Coercing beliefs and ideologies on us that are not ours.
Displacing us and forcing us to exile.
Separating us from our land, the natural world, our communities, and our way of existing in this world.
Not to mention the trauma caused by the attempts to erase our culture and identities.
It’s in our past and our present.
When you are forced to forget who you are. When everywhere you look are people you can’t relate to. People who don’t share your experiences and can’t understand or even see them because they have never lived them. When all you can hear are beliefs that are not yours.
You start to believe them.
It’s social conditioning and we are all affected by it.
So, that’s why, I, just like my family members, learned to think of Western society and science as superior.
I learned not to question it. I listened to what their experts told me healing was and did what they told me to do.
Even though what they learn in school and from their books don’t reflect us.
Even though their knowledge is limited to their beliefs.
I followed the rules, but it was not enough.
How can learning how to live with your pain ever be enough?
Coping is never enough.
If coping with medications and talk therapy had been enough, I wouldn’t have turned to alcohol all those years ago.
If coping were enough, millions of people, native or non-native, wouldn’t have to turn to ways to numb themselves. They wouldn’t have to live with pain.
Here’s the thing though.
Trauma is not the only thing we are close to as Indigenous people.
We are also close to our ancestral knowledge and our understanding of healing.
I’m the first generation to live in Western society as an Indigenous woman. First. The knowledge has never been far away.
The voices of this society were just too loud for me to hear. But eventually, I did.
I healed.
Not thanks to those who don’t understand. Not thanks to those who only listen to people who look like them and speak like them. It wasn’t thanks to the knowledge of only one perspective. A perspective that comes from those who’ve been separated from nature and themselves for a very long time.

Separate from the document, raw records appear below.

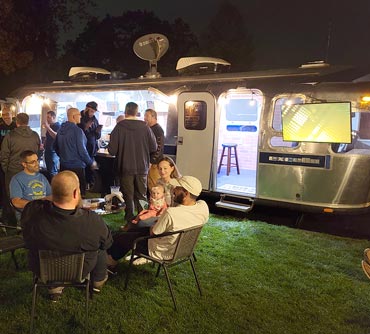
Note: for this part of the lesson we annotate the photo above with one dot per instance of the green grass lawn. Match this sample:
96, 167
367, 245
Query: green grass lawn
256, 278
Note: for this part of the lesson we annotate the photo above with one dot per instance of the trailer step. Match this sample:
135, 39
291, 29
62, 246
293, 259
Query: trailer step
243, 207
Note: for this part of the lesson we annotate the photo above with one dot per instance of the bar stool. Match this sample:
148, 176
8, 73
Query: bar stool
229, 155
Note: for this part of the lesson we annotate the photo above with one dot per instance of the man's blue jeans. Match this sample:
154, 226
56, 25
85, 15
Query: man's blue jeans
52, 162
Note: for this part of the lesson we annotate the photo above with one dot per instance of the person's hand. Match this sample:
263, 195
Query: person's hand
94, 166
46, 125
88, 124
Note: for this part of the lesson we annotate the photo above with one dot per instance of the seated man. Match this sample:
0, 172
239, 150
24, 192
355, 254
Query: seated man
189, 213
62, 225
28, 184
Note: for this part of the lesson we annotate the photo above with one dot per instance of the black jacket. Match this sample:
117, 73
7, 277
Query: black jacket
132, 142
48, 227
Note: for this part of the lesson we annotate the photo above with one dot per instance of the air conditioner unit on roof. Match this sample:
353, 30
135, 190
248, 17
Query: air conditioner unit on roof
88, 73
197, 65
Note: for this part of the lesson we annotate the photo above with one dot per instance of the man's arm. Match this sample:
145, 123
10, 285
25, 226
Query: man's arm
81, 147
113, 142
163, 224
152, 142
5, 152
50, 131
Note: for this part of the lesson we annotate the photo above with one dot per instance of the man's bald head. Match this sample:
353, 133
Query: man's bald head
73, 115
64, 187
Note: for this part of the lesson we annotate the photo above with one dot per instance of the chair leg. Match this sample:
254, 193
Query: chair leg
236, 160
228, 161
170, 287
14, 260
88, 292
158, 270
195, 275
129, 270
222, 158
34, 296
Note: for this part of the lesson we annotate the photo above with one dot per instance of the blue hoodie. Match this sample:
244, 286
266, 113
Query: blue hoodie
70, 145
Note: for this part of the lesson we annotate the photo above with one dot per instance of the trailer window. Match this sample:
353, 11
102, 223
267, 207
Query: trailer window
195, 115
277, 141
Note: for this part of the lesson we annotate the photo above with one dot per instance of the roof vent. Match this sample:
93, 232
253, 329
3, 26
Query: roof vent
151, 47
88, 73
201, 65
315, 64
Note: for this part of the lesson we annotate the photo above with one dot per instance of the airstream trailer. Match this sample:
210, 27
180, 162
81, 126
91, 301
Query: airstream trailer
285, 137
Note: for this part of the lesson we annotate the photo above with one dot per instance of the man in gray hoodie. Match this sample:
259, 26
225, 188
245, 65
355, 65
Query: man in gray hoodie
20, 139
132, 142
70, 145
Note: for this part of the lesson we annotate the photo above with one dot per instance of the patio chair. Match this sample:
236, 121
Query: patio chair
10, 243
58, 269
183, 252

It was thanks to the voice inside of me that said,
this is not right,
this doesn’t make sense,
this is not who I am.
It’s not who we are.
Trauma, mental health issues… it’s not a thing that just happens to us for no reason. It’s not meant to be chronic or a life sentence. Managing and trying to survive it, it’s not how we’re supposed to live.
It’s the result of imbalance.
We are nature, and just like nature, we have to follow a natural process.
Climate change is the result of an imbalance around us.
Mental health problems and trauma is the result of an imbalance inside of us.
That’s why representation is so important. Not only for Indigenous people but for anyone.
Indigenous stories and wisdom give us a different perspective. And with a different perspective comes knowledge.
It’s never about turning our backs from Western science. It’s about finding balance and helping each other. Not treating one perspective as less than the other.
If something is not working. If we find ourselves doing the same thing year after year (like how I did therapy and medications for years without healing).
We have to ask ourselves,
Does it make sense?
Can it be right?
Or is there another way?
The importance of hearing Indigenous perspectives
There’s a different perspective, a voice, we’ve been taught not to listen to. Indigenous people who hold the wisdom of thousands of years, living as part of nature. Not separate.
Making space for Indigenous voices in our society could help someone see how the ideologies, beliefs, and actions of the settlers, have impacted their own lives. It’s all still alive and a big part of how we live today.
We can see the traces of them in the way we walk through life. The way we speak and think of ourselves and our healing.
But if you start to hear other voices that are sharing different knowledge and way of living. Maybe you too can start to ask questions.
You can learn who you are.
You can learn that numbing and trying to escape is not needed when you have healed.
You wouldn’t even want to. Because you’ll be doing what you were always meant to do — live your life.